Projet de découpage administratif au Mali : Colère de la population de Gao

Au Mali, le nouveau projet de découpage administratif continue de faire grincer des dents. Hier, lundi 22 octobre 2018, la population de la région de Gao a marché contre le projet. Les marcheurs, qui ont fustigé la volonté des autorités maliennes de diviser leur territoire, disent « non au favoritisme ». « Gao est un territoire pour une même population », ont-ils clamés tout le long de la manifestation.

Pour protester contre le nouveau projet de loi de découpage administratif au Mali, la population de la Cité des Askias était dans la rue hier lundi. Les manifestants, les milliers de personnes selon les organisateurs, les noms de banderoles sur lesquels sont inscrits différents slogans exprimant leur colère:«Gao s’indigne contre le projet de loi sur le découpage», «Gao dit non au favoritisme!», «Gao, c’est un territoire pour une même population»…

«Ce projet de découpage territorial qui n’est pas sur aucune logique, viole les droits élémentaires sur l’étendue du territoire malien. A travers ce saucissonnage politico-territorial, nous constatons et dénonçons une tentative de spoliation, d’exclusion et de mépris à l’égard de certaines populations majoritaires à la faveur d’une minorité  », a indiqué, joint par Le Républicain Songhoy Borey internationale, Yehia Mohamed. Selon lui, lLe projet de texte sur le découpage territorial n’est pas logique. Il y a des localités qu’on a pour les ériger dans le cercle qui n’ont même pas 2000 âmes. Il y a une vraie inégalité qui se pose dans ce découpage. On peut faire de découpage sans prendre des informations avec la population à la base. Nous, en tant que communauté songhaï, on est en train d’exproprier nos terres pour donner d’autres  », déplore Yéhia Mohamed.

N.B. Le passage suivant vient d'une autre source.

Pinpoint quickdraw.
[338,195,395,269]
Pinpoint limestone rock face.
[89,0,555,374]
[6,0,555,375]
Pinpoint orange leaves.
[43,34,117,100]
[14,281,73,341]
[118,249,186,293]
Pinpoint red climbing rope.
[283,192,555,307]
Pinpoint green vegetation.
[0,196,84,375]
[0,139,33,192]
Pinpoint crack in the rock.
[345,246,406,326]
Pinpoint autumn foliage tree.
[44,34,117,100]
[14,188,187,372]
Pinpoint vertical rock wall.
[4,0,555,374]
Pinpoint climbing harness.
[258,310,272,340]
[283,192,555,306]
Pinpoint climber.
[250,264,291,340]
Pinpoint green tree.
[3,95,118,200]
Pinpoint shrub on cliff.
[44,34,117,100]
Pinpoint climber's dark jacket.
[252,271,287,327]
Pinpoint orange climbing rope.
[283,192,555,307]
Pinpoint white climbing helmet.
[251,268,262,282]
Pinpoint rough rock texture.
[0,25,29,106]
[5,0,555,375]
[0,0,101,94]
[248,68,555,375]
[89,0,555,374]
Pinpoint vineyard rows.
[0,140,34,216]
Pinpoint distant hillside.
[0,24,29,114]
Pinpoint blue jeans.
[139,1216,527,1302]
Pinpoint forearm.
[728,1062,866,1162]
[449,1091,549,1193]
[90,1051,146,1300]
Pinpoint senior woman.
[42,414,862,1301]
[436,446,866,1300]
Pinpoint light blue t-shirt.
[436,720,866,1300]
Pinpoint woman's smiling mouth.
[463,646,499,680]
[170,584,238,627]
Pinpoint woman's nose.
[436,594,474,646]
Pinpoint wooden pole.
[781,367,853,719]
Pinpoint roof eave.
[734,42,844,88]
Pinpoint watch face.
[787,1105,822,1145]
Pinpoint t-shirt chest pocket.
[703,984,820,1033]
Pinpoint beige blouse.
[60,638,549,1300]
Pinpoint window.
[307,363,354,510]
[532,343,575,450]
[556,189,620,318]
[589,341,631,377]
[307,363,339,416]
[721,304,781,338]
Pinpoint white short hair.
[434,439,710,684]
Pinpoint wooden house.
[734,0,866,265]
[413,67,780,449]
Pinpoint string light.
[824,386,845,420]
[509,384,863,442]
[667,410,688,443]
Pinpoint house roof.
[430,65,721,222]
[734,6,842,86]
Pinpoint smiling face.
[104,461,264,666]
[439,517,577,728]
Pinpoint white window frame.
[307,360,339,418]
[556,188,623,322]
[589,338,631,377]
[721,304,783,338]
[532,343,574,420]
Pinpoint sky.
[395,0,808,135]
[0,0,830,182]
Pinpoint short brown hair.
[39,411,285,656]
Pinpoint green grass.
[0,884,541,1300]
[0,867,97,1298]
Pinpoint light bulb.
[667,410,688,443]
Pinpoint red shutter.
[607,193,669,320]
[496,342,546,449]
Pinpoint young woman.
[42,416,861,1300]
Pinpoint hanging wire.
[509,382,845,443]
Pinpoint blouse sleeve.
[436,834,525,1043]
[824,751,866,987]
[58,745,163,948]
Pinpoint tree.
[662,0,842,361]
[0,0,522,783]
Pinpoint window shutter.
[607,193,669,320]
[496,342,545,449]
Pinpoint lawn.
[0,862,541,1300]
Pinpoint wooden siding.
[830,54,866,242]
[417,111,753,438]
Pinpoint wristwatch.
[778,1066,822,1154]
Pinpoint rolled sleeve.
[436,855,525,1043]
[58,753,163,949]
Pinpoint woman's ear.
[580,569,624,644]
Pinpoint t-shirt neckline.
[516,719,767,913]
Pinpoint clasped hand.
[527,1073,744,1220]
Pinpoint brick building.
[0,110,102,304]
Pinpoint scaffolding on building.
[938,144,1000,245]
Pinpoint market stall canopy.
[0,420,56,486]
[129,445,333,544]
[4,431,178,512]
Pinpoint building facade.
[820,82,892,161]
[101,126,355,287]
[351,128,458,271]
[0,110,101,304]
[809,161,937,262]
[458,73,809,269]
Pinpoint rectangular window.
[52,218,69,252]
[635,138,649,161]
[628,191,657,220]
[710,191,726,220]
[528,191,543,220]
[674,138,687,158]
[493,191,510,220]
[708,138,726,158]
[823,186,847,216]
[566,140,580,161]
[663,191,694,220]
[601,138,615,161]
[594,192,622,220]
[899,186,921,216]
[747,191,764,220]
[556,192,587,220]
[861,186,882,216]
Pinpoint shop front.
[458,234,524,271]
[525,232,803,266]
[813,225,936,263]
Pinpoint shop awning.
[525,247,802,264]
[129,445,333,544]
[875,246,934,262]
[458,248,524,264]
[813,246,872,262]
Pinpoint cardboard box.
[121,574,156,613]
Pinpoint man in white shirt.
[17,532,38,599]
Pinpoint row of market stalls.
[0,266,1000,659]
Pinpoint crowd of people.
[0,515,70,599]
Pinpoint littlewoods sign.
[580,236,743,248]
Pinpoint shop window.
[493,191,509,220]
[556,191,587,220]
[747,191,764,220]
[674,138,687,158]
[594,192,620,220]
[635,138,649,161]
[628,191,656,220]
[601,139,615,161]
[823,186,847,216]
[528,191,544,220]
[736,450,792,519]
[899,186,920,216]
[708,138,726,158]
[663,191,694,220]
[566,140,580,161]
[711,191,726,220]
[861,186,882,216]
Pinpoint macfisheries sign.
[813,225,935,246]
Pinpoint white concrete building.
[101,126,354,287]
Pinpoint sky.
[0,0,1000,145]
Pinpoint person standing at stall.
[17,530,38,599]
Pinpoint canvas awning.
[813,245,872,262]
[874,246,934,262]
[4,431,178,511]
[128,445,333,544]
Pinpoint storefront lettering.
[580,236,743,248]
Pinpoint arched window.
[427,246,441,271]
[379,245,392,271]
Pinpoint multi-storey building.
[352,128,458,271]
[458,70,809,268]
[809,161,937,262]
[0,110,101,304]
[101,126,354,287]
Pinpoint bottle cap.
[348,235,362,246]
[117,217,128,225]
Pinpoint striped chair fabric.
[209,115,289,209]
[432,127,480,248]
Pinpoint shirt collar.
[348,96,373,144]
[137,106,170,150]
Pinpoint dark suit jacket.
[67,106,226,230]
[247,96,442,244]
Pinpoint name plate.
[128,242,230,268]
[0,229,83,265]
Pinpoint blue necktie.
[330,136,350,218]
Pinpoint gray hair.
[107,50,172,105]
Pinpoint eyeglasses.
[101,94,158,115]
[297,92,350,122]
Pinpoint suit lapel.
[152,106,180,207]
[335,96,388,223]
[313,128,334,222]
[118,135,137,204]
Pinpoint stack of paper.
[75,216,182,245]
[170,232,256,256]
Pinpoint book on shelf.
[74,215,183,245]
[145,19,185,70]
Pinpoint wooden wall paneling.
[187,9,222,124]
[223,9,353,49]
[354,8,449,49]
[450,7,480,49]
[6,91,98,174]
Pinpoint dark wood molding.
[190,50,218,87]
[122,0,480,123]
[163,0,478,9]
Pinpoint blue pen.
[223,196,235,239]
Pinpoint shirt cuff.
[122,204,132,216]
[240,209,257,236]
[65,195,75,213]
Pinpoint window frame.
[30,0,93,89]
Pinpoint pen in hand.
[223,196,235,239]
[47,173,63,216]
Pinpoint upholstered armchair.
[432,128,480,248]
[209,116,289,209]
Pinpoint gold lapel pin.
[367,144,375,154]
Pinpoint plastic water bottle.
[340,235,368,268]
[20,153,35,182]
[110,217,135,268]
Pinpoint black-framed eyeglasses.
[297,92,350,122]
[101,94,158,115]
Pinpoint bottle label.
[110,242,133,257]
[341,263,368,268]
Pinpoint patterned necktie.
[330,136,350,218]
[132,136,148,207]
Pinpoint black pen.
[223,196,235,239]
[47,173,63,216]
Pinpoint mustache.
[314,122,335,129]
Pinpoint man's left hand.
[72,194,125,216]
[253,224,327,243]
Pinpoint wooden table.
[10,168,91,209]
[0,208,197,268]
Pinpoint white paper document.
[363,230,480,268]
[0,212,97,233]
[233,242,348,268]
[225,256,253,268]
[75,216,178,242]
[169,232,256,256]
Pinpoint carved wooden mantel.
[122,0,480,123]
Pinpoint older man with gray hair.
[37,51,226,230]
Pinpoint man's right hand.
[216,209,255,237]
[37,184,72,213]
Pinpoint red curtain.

Dans son document de proposition de redécoupage territorial et administratif de Gao, la société civile propose, en plus de Gao, la création de 5 régions à l’intérieur: Bamba, Bourem, Ansongo, Koukia, Songhoy. Il est proposé également la création de 23 cercles et de 95 communes. «Notre proposition est conforme à l’Accord de paix publié dans le processus d’Alger II, chapitre 3, article 6 et VII, chapitre 16, article 50», selon les initiateurs de la proposition.

Vague d’indignation

Le nouveau projet de texte sur le découpage territorial, qui n’est pas encore déposé sur la table de l’Assemblée nationale du Mali, a déjà été publié. Plusieurs associations et communautés sont, en effet, contre le projet. L’Association Songhoy Borey internationale, les Communautés de culture songhay en Mouvement-IR Ganda et le Front populaire de l’Azawad (FPA) dénoncent le caractère discriminatoire du contenu du texte  et du document avant adoption. Une coalition d’associations de la société civile, des Maliens de la diaspora, des personnalités indépendantes et des leaders d’opinions, le mardi 16 octobre 2018, le projet.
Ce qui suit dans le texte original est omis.